Bostic started the last 12 games of the 1983 NFL season and every game thereafter as an Oiler until leaving the team in 1989. The 1983 Houston Oilers under coaches Ed Biles and Chuck Studley went 2–14. The 1984 and 1985 teams of Hugh Campbell also were below .500. By 1985 he had nonetheless become one of the best safeties in the league. During the 1985 NFL season he had a career-high five quarterback sacks, three interceptions and a fumble recovery.

=== Glanville era ===
Bostic's physical style of play was well-suited for Jerry Glanville who took over the Oilers' head coaching job for the 1986 NFL season after having been the team's defensive coordinator. Bostic signed a contract extension before the 1987 NFL season. Then, Bostic earned a Pro Bowl birth in 1987 and was named second-team All-Pro the same season. During the 1987 season he finished second in the NFL with a career-high six interceptions. That total led the American Football Conference (AFC), and he added three quarterback sacks and a fumble recovery that season. Glanville took the team to both the 1987-88 and 1988-89 NFL Playoffs. The unheralded 1987 team was a surprise playoff entrant in the first round Wild Card game. Even after a surprise 1987–88 NFL playoff run the Oilers fired their defensive backs coach, Tom Bettis who had taken over from Ken Houston. Bostic earned All-Pro honorable mention in 1988. That season, he finished tied for the third and final AFC safety Pro Bowl spot with David Fulcher and missed being invited due to the tiebreaker.

With all the rebuilding turnover Bostic was one of the four longest tenured Oilers by his sixth season with the team. He started 88 consecutive non-strike games for the Oilers. He was replaced by Bubba McDowell as the Oilers' starting strong safety. In 1989, the Oilers became fed up with Bostic for his untimely penalties and his moody and unpredictable personality. The Indianapolis Colts signed Bostic as a plan B free agent to a two-year $900,000 contract, but released him during training camp. They released him during the second week of training camp and it was rumored he might head to the Los Angeles Raiders. The Oilers lost a league high fifteen plan B free agents that season. In 1990, the Cleveland Browns signed Bostic as a free agent. However, they waived him during the season.

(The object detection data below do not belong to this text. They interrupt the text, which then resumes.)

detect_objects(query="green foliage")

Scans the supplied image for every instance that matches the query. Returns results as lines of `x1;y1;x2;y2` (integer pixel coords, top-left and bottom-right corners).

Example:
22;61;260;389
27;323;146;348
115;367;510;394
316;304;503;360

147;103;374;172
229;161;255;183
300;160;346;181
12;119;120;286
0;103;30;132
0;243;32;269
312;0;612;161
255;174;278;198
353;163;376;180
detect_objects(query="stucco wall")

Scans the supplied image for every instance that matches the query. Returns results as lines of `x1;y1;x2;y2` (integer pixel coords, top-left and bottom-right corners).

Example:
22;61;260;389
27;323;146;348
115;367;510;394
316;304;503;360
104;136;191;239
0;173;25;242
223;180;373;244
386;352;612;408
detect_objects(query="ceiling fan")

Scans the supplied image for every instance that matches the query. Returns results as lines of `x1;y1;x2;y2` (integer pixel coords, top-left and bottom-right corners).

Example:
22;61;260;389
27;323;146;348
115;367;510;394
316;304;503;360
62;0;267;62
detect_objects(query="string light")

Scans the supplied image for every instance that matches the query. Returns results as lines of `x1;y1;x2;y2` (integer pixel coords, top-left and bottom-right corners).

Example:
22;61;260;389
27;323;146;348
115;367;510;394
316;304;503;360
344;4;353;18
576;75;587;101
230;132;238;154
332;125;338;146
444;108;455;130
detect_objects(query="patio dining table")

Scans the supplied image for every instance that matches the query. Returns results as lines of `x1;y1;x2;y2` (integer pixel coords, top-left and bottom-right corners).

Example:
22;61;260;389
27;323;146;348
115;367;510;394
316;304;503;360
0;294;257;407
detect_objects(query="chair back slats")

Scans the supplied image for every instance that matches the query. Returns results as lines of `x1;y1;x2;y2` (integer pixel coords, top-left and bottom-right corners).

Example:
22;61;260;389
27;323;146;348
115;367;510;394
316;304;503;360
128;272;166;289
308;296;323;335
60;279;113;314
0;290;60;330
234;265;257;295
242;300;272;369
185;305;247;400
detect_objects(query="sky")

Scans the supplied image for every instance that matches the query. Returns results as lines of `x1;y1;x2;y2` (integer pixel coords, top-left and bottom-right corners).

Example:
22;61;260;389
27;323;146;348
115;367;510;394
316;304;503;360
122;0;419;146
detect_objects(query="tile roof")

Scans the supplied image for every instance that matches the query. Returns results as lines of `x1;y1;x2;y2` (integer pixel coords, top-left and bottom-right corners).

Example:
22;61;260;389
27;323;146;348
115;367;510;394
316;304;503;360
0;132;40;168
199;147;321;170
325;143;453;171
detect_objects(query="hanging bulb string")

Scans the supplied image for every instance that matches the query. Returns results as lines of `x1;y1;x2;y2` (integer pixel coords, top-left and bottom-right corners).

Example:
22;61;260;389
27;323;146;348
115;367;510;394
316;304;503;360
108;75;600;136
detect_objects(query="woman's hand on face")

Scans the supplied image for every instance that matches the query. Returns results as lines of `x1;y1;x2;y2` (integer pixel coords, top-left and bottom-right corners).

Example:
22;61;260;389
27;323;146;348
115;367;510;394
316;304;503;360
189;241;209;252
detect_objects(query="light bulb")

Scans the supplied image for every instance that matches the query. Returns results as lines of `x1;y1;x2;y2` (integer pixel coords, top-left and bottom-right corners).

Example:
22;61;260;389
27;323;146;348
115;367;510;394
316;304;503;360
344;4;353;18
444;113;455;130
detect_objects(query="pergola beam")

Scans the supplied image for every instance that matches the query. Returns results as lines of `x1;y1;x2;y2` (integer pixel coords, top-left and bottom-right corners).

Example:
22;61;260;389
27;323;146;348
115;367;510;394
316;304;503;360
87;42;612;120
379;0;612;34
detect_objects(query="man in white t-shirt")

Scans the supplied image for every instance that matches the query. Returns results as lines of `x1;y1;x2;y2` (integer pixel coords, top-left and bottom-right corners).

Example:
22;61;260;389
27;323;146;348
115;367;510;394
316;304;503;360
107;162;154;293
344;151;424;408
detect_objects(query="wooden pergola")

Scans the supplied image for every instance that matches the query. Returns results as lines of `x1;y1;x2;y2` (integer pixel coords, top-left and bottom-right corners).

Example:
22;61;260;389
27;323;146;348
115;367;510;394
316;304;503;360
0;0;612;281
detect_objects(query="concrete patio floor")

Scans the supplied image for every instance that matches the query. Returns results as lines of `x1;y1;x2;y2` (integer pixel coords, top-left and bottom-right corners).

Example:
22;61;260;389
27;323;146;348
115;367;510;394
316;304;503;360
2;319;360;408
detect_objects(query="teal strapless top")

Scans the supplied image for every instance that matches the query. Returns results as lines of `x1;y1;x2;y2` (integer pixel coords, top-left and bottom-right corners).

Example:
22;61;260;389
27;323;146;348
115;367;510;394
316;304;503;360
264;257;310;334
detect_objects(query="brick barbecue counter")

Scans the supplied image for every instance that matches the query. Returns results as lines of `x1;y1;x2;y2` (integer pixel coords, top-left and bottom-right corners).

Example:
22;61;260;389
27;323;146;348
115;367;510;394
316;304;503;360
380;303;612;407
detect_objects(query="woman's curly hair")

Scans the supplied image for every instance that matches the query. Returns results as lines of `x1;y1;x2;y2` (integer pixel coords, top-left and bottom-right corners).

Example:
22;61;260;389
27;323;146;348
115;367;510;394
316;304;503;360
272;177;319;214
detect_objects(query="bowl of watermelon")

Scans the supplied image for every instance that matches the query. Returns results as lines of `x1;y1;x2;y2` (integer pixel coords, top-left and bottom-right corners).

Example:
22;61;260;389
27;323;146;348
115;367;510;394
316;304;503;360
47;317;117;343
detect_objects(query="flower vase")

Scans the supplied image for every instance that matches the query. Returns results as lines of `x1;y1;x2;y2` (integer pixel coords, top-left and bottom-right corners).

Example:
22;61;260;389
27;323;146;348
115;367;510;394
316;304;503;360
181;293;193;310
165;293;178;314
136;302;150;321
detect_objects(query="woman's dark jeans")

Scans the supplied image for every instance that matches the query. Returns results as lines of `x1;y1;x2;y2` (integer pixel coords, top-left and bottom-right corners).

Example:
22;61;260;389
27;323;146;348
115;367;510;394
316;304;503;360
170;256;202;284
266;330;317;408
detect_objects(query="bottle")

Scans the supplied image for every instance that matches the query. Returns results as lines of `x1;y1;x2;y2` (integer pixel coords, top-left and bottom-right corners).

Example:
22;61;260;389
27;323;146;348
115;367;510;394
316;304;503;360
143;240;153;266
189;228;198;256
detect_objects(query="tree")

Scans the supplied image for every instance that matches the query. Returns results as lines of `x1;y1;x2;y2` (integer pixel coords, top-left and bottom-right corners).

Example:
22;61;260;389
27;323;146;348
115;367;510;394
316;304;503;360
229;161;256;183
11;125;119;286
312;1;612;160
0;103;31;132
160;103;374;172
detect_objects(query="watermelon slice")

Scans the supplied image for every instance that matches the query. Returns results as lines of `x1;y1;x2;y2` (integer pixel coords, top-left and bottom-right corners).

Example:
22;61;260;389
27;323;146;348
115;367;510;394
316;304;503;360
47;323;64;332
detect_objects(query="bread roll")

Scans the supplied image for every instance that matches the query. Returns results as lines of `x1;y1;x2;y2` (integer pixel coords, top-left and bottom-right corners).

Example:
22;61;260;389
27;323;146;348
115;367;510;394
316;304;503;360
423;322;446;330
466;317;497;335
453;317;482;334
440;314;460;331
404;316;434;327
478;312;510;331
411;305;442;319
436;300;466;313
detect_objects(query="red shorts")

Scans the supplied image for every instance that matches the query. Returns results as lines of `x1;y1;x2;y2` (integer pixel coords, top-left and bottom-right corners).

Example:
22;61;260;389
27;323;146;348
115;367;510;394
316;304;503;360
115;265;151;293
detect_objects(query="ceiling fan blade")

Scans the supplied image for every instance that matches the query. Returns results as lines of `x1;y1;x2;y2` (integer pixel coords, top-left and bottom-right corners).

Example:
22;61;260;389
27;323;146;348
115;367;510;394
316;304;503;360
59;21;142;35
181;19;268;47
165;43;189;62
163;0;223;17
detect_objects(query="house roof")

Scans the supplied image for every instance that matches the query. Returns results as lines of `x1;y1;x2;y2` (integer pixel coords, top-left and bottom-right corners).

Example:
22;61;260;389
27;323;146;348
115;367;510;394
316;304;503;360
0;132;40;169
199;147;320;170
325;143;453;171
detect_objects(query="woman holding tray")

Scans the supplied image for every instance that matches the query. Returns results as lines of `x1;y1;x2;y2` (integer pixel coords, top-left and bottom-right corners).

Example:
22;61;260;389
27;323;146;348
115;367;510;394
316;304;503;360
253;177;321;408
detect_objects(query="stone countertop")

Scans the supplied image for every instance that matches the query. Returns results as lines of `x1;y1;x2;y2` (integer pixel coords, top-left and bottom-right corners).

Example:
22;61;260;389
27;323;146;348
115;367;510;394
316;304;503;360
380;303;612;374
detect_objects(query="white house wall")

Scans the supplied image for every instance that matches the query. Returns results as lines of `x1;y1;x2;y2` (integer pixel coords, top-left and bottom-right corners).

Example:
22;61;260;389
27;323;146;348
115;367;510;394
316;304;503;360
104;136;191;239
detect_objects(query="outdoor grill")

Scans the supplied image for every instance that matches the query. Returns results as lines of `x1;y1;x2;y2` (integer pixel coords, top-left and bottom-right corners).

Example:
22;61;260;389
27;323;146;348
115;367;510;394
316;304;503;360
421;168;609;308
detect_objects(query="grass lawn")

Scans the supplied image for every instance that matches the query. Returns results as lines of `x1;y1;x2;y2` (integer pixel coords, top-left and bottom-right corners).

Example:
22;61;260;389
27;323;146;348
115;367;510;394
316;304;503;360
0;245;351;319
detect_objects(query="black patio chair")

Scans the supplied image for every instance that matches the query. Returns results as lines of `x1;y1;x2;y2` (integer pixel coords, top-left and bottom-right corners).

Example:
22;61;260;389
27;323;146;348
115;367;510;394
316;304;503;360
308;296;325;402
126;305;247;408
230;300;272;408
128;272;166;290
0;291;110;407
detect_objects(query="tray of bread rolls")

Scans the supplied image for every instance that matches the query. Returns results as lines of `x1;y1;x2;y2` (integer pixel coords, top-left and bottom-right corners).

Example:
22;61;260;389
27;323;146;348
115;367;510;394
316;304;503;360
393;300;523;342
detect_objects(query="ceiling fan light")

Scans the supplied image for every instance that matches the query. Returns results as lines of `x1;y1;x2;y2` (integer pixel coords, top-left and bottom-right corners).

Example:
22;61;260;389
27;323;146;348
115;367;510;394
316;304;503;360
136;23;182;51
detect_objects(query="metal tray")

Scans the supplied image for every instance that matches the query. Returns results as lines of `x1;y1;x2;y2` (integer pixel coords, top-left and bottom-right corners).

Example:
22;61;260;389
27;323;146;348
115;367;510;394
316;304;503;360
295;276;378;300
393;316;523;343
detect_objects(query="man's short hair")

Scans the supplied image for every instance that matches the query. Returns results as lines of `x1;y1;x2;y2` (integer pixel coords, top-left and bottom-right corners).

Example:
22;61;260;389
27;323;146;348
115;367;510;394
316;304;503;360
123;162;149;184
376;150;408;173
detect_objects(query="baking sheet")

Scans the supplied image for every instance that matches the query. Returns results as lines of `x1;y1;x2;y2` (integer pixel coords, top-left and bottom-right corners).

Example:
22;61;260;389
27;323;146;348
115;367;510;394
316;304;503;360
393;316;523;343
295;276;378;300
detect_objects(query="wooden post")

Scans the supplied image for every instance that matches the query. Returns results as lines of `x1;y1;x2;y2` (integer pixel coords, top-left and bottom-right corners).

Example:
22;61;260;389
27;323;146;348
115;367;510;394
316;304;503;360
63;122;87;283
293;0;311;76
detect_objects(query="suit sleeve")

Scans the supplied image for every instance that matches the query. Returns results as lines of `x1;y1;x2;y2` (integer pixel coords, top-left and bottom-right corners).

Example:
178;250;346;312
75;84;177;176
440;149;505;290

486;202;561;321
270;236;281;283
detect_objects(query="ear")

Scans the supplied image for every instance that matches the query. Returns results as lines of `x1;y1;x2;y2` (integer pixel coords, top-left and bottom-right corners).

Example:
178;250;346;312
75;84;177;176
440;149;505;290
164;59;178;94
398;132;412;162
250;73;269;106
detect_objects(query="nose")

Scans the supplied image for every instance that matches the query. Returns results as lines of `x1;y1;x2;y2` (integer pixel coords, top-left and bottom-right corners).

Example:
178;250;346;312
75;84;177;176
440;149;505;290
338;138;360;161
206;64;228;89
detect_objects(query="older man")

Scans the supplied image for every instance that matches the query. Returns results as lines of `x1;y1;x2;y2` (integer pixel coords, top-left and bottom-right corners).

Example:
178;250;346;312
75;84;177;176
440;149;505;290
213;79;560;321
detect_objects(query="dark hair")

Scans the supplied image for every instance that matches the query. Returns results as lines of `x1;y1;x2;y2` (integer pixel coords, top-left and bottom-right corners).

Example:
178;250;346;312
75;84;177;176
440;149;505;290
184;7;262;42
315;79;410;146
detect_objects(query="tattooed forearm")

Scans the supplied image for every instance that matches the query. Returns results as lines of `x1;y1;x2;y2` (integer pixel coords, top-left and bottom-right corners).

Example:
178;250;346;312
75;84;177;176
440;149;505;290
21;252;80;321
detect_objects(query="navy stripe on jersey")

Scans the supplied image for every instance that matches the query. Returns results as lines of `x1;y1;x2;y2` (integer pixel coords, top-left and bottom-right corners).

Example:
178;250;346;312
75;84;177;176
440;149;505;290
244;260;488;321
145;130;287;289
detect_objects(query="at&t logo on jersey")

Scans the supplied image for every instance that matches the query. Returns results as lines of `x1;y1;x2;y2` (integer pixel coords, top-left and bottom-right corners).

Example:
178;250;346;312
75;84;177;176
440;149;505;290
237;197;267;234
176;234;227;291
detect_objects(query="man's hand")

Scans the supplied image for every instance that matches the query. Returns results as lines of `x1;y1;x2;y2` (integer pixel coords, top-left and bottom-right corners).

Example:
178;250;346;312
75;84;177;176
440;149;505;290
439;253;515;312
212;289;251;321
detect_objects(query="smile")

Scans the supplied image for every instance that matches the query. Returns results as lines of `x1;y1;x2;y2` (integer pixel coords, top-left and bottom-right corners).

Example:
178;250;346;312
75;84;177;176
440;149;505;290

=== Overall reputation ===
Bostic's physical style of play was respected by his peers: Lester Hayes said Raider tight end Todd Christensen is the best receiving tight end and that "The only guy I've ever seen cover Todd is my son, Keith Bostic...Bostic's the only guy I've ever seen pulverize him. I mean he really pulverized him. I call Bostic and Frank Minnifield (Cleveland cornerback) my sons, my sons of dirt." Hayes meant that Bostic and Minnifield played a physical style, just like Hayes. Bostic is known as a big hitter blessed with athletic ability. He combined strength and speed to play his physical style according to Ozzie Newsome: "He's as strong as any linebacker and can run like any of the guys on the corner." Bostic earned the nickname "Batman" for his style of play. Instead of instructing his team to elect captains, Glanville instructed his team to "...pick the three toughest guys. If somebody throws a grenade into a room, they're the ones who'll jump on it." Bostic was the player chosen from the Oilers' defense. Although much is made of his strength and toughness, it should also be mentioned that he once collared Tony Dorsett from behind in a footrace. At one point in Bostic's career, while Glanville was still defensive coordinator, the Oilers considered moving him to cornerback because of his speed.

=== NFL single season record ===
Fewest interception return yards (1987): -14

== Personal life ==
During the offseasons, Bostic was a regular on the Oilers' summer basketball team that traveled around the state raising money for charities by playing various local All-star teams. After the team's twelfth season, Bostic had a reputation as the best player ever to play for the team. During one NFL training camp Bostic played with tape over his mouth to try to win a $20 bet with Steve Brown over who could keep from talking the longest.

His son, Tony Bostic, played running back for the New Mexico State Aggies as a non-recruited walk-on. His younger son, William, followed his father's footsteps and played linebacker for his alma mater, the University of Michigan.